Im 3. Kapitel des Epheserbriefes scheibt ein Student des Apostels Paulus:

„So soll jetzt kundwerden die mannigfaltige Weisheit Gottes den Mächten und Gewalten unter dem Himmel durch die Gemeinde.“ 
(Epheser 3,10)

Das Wort, auf das es mir ankommt, heißt „mannigfaltig“. Im griechischen Text steht da: „polipoikilos“. Poikilos wäre schon viel. Nach dem Wörterbuch heißt es: „verschiedenartig, bunt, gefleckt“, manchmal auch „vieldeutig“. Nun kommt aber noch ein „poli“ dazu. Das Wort kennen wir zum Beispiel vom Polyester. Die Weisheit Gottes ist also „vielbunt“ oder „höchst verschiedenartig“.

„Vielbunt“ ist der Regenbogen, „vielbunt“ ist unsere fränkische Landschaft in diesen Wochen, „vielbunt“ ist Gottes Weisheit.

Am Freitag ist mir ein kleiner Zeitungsartikel in die Hand gekommen. Da heißt es: „Ich weiß nicht, wie viele Grüntöne Sie unterscheiden können. Aber laut dem Deutschen Institut für Gütesicherung und Kennzeichnung gibt es mehr als 400 verschiedene. Darunter: Smaragdgrün, Olivgrün, Flaschengrün, Schilfgrün und Maigrün.“ Dann geht es weiter: „Die Physik sagt, dass Grün der Farbreiz ist, den das menschliche Auge wahrnimmt, wenn das Licht mit einer spektralen Verteilung ins Auge fällt, bei der fast nur Wellenlängen zwischen ungefähr 490 und 570 Nanometern vorkommen.“ (SZ-Magazin vom 17.6.22)

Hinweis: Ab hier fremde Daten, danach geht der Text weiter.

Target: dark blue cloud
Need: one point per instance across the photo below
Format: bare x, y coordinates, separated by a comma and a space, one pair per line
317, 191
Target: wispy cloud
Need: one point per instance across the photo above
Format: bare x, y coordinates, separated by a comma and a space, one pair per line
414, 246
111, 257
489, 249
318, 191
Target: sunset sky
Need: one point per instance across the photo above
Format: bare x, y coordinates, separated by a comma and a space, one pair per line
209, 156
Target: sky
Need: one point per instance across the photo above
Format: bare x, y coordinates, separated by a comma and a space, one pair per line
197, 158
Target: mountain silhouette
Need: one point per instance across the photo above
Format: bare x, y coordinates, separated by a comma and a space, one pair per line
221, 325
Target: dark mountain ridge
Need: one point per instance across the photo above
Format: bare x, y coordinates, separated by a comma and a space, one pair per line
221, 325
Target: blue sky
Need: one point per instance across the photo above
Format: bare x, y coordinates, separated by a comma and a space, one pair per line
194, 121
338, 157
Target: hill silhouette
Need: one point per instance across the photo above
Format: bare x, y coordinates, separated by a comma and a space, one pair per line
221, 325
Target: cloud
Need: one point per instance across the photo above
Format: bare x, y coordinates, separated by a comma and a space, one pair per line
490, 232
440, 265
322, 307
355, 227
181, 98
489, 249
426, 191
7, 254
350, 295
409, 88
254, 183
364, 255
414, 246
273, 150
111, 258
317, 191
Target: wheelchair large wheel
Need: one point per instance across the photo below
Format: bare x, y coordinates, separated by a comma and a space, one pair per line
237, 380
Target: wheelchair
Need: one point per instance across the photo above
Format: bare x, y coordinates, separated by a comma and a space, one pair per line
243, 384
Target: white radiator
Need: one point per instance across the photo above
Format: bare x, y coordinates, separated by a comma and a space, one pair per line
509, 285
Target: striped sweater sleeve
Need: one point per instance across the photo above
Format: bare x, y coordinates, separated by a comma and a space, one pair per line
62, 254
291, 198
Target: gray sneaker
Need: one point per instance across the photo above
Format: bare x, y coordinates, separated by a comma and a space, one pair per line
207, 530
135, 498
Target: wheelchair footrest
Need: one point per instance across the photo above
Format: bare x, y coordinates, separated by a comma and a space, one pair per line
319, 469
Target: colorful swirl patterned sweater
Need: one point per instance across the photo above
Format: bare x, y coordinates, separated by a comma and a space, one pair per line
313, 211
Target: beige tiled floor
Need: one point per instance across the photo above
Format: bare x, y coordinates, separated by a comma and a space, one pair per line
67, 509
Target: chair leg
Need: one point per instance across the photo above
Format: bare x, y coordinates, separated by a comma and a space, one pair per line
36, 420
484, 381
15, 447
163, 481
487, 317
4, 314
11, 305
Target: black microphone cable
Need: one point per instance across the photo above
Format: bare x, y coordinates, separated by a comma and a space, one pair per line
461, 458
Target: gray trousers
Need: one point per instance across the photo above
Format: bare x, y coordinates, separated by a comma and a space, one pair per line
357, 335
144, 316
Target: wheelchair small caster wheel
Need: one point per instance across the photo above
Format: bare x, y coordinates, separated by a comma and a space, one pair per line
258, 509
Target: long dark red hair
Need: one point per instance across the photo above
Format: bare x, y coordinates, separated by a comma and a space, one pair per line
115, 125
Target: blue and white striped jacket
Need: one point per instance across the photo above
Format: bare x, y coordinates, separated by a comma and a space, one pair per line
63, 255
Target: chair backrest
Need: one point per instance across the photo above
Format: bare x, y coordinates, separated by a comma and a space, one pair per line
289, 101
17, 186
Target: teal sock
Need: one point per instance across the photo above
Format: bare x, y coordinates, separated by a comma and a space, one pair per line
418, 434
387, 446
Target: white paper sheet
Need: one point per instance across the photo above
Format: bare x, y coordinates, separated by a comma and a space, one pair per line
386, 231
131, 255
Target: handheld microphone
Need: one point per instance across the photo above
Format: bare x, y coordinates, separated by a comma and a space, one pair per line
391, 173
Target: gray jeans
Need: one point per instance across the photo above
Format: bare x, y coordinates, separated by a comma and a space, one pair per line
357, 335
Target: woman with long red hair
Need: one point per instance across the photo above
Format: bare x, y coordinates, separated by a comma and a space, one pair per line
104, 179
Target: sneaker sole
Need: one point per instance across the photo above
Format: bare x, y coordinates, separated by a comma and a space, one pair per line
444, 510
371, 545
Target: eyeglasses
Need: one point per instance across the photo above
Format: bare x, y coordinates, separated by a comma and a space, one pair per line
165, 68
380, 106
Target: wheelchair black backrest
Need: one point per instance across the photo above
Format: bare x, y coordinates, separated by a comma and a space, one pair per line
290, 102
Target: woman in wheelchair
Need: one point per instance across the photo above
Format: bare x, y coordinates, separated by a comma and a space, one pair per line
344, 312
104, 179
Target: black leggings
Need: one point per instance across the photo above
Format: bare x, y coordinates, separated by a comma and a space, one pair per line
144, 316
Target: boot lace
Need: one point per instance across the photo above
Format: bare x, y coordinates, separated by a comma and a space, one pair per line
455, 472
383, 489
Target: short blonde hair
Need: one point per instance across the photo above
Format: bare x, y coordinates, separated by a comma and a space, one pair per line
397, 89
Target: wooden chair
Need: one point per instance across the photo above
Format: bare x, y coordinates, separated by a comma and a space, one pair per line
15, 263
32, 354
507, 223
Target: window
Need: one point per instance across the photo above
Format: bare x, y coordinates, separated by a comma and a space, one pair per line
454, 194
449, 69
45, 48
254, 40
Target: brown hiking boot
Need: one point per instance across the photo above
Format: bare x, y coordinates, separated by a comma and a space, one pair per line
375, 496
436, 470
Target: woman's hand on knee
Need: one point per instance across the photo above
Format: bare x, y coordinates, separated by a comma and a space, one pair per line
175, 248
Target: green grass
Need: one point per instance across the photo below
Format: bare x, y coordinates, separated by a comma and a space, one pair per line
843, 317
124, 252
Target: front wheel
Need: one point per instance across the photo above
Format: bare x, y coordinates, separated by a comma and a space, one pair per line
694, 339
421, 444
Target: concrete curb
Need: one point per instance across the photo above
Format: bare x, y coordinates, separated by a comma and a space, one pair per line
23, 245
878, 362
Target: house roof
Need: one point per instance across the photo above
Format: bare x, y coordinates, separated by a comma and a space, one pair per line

Ehrlich gesagt weiß ich nicht, wie lang ein Nanometer ist. Vermutlich ziemlich kurz. Aber so viel habe ich verstanden: Mit meinen drei altbackenen Farbstufen Hellgrün, Dunkelgrün und Lindgrün komme ich nicht durch, wenn ich Gottes bunte Welt wahrnehmen möchte. 400 und mehr Farbschattierungen gibt es bereits beim Grün. Wieviel sind es dann erst mit Blau, Rot, Gelb, Braun und Violett?

Ich liebe die türkische Sprache auch deshalb, weil sie die Farben steigern kann. „Sari“ ist Gelb und „sapsari“ ist ein leuchtendes Gelb. „Mavi“ ist blau und „masmavi“ ist so unendlich blau wie der Himmel an einem strahlenden Tag.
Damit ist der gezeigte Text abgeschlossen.